Meditation is about quieting one’s mind. A mind without thought is not a thoughtless mind. It is an empty mind, a mind with nothing in it. It is a no mind, as Buddhists say. Sunyata[i] or emptiness in Mahayana Buddhism is enlightenment.

By this point in my journey, I was deeply immersed in two fields of inquiry–physics and the Vedas. These fields were converging for me. Wisdom of the Vedas was shining new light on many abstract concepts in modern physics, such as wave-particle duality. Conversely recent theories in physics, such as the nature of the void, were giving me, a scientist, permission to be open to the insights of the Vedas.

I was beginning to accept that the Vedic sages were scientists, of sorts, and they used, what Einstein called, “thought experiments” to arrive at their deep insights.
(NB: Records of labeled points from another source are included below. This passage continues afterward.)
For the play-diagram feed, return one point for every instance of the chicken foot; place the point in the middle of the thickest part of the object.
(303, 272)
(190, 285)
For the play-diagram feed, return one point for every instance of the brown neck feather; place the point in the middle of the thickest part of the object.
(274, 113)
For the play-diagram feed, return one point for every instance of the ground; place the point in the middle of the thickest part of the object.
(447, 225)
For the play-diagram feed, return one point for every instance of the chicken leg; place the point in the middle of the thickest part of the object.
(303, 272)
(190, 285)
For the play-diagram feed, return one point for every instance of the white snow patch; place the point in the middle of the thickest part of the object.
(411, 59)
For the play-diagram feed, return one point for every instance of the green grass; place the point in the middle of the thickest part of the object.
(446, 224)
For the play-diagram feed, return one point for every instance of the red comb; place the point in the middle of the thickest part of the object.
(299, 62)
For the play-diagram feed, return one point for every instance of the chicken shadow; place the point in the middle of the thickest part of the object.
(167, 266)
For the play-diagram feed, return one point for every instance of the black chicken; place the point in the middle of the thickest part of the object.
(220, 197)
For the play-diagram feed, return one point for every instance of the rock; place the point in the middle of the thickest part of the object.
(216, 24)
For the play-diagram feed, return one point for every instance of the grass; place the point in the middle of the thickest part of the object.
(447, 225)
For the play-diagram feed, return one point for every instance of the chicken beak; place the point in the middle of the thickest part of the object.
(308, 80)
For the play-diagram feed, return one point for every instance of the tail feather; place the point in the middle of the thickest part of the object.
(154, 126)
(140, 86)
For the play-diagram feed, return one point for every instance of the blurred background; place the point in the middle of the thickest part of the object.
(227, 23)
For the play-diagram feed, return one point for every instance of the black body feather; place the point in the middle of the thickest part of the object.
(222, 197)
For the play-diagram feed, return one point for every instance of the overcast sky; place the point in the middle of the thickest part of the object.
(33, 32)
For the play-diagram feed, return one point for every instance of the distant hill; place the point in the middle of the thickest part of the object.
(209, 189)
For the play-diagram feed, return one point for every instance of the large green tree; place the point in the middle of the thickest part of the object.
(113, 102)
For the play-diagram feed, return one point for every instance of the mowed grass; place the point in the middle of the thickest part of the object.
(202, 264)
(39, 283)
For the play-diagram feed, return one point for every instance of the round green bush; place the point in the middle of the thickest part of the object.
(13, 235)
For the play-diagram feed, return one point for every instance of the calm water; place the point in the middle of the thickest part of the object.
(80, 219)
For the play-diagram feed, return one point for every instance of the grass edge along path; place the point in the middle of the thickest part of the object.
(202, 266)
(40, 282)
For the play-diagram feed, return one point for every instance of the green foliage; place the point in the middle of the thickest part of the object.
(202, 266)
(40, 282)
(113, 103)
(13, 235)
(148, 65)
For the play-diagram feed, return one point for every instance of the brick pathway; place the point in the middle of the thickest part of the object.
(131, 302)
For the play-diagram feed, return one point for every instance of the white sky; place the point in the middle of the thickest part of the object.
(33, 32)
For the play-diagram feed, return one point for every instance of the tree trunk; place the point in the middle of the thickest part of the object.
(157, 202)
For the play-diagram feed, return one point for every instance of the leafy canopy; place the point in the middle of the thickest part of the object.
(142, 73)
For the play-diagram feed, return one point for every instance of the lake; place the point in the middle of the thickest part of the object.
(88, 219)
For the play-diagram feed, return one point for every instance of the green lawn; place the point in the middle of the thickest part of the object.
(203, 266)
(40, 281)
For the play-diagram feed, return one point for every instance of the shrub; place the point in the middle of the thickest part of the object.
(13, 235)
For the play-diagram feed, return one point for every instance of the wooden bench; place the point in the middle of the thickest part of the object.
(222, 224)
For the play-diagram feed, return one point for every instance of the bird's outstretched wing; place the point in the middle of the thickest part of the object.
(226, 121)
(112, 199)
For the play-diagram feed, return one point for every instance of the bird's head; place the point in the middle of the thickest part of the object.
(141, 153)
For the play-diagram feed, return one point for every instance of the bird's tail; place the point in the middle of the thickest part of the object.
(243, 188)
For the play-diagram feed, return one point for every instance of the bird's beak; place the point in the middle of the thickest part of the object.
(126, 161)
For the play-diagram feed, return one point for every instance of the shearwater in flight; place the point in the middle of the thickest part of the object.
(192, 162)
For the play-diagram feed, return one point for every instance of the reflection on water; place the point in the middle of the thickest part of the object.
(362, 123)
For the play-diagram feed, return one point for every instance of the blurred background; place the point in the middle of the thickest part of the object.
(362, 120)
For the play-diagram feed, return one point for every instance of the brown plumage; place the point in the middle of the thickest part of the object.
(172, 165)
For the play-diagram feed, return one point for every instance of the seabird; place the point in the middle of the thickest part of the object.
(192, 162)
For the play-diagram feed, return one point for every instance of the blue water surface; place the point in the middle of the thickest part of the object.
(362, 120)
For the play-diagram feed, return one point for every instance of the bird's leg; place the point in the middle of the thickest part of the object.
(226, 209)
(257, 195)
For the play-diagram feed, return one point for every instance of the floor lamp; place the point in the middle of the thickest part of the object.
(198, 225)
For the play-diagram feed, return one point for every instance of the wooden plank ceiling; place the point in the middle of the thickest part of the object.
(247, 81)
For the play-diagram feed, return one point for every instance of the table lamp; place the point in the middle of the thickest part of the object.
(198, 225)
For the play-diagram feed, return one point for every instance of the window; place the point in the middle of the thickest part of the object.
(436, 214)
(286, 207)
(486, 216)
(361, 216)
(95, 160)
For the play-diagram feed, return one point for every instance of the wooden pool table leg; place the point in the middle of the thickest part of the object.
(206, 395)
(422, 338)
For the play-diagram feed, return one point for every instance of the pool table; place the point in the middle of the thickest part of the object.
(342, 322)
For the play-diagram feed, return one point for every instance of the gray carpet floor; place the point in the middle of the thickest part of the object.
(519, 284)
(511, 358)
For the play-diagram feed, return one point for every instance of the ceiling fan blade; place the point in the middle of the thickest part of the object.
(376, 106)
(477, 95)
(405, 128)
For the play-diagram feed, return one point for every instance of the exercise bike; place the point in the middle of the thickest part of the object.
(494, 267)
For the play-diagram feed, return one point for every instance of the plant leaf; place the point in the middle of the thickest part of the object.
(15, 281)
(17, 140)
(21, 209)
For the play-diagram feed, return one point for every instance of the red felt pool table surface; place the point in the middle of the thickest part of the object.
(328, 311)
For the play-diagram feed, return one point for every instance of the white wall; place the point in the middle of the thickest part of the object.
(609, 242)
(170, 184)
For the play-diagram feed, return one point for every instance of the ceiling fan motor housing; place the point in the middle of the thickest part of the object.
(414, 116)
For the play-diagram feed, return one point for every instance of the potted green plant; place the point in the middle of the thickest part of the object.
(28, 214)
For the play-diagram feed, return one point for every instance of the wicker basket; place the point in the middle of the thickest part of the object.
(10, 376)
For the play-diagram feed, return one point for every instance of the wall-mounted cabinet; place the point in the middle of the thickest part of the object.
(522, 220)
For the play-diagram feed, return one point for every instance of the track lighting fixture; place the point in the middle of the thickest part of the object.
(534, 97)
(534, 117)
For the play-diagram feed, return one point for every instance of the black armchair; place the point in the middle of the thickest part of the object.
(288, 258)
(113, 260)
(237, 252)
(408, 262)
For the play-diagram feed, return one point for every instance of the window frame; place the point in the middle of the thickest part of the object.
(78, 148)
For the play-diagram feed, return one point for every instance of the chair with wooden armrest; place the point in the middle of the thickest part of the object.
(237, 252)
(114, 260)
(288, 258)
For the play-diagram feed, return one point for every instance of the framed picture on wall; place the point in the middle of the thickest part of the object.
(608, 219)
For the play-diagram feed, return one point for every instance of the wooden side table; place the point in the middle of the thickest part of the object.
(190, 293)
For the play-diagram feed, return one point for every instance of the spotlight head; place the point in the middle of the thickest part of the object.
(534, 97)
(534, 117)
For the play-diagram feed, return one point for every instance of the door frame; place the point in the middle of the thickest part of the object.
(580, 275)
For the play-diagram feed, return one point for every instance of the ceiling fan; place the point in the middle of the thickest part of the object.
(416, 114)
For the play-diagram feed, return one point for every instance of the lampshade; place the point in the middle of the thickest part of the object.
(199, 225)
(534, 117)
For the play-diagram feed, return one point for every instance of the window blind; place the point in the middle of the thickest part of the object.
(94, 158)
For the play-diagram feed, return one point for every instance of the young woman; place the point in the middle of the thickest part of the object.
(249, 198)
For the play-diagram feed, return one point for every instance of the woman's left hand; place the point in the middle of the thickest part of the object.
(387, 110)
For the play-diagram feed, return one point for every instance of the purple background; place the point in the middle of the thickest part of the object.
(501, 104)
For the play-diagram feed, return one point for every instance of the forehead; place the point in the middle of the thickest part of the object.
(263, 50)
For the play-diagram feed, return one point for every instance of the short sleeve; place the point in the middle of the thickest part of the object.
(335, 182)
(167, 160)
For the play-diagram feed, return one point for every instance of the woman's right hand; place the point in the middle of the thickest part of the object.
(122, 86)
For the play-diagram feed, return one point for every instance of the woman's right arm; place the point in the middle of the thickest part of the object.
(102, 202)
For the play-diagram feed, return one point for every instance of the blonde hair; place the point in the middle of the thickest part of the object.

They had other highly developed “tools” for probing into reality, such as meditation, yoga and mantras. I was no longer skeptical of these eastern practices and was ready to explore them for myself. I took up meditation.

Don’t let anyone tell you that meditation is easy. My father-in-law would tell me “all that you have to do is watch your thoughts”. As hard as I tried, I could not quieten my mind. I later learnt that trying hard is the problem. One has to just let go. I was ready to give up on meditation. In desperation, I took to extreme measures to quieten my mind.

I started by listening to music while wearing high fidelity headphones and cranking up the volume. I mostly listened to drums and Buddhist chants. Low frequency sounds would drown out the noise in my head. Lo and behold, my mind would quieten. I would drop into a state of “no mind”, lost in my music. The longer the music went the better I felt.

I was so drawn to this experience that it became my practice for almost a year. Every night I would put my headphones on and repeat the exercise. I became addicted to the experience. This was also the time that my teenage son started a punk band. I took to going to his performances and losing myself in his music. I would close my eyes and listen to his very loud band with my entire body, this experience too, as strange as it sounds, would quieten my mind. This was my introduction to meditation. Very unorthodox, I admit.

After years of listening to loud music through headphones and going to concerts with a view to “meditating” in this unorthodox way, I felt motivated to try traditional meditation. I was now able to let go of the chattering monkey in my head and sit quietly in meditation. I was able to watch my thoughts float by, like wisps of clouds in the sky. Often my mind would become still and completely quiet. In those moments I experienced nothingness of the void. It felt good.

I meditate often, and I can drop into meditation in the noisiest of places, such as in crowds or at a party. The switch for me from an outward focused life to a life lived inside-out started when I became skilled at watching my thoughts and meditating. I flipped from being a scientist of the world outside-a physicist, to a yogi of the mind. I could now switch easily and seamlessly between two realities-the external reality and the internal reality. I had the know-how to experience first-hand what the ancient sages spoke of. The wisdom of the ancient sages was now a realized experience for me, it was no longer an abstract idea. I could replicate the experience of the sages. Thus, I came to believe in the Vedas as much as I believed in physics. This was a breakthrough for me.

I could now integrate and synthesize two streams of knowledge-scientific and Vedic. I look at scientific knowledge as the “wisdom of the west” and the Vedas as the wisdom of the east. I have understood that they both point to true north or the absolute truth.

The absolute truth, soul, spirit, God or Reality by any name is within us. The journey in search of Reality is like traveling down the yellow brick road, in the Wizard of Oz, the further you go the more you come to know yourself,[ii] as Dorothy, the Scarecrow, the Lion and the Tinman did.

This I believe: 10. Self-discovery is a slow unfolding. The further you go on this journey the more you come to know yourself.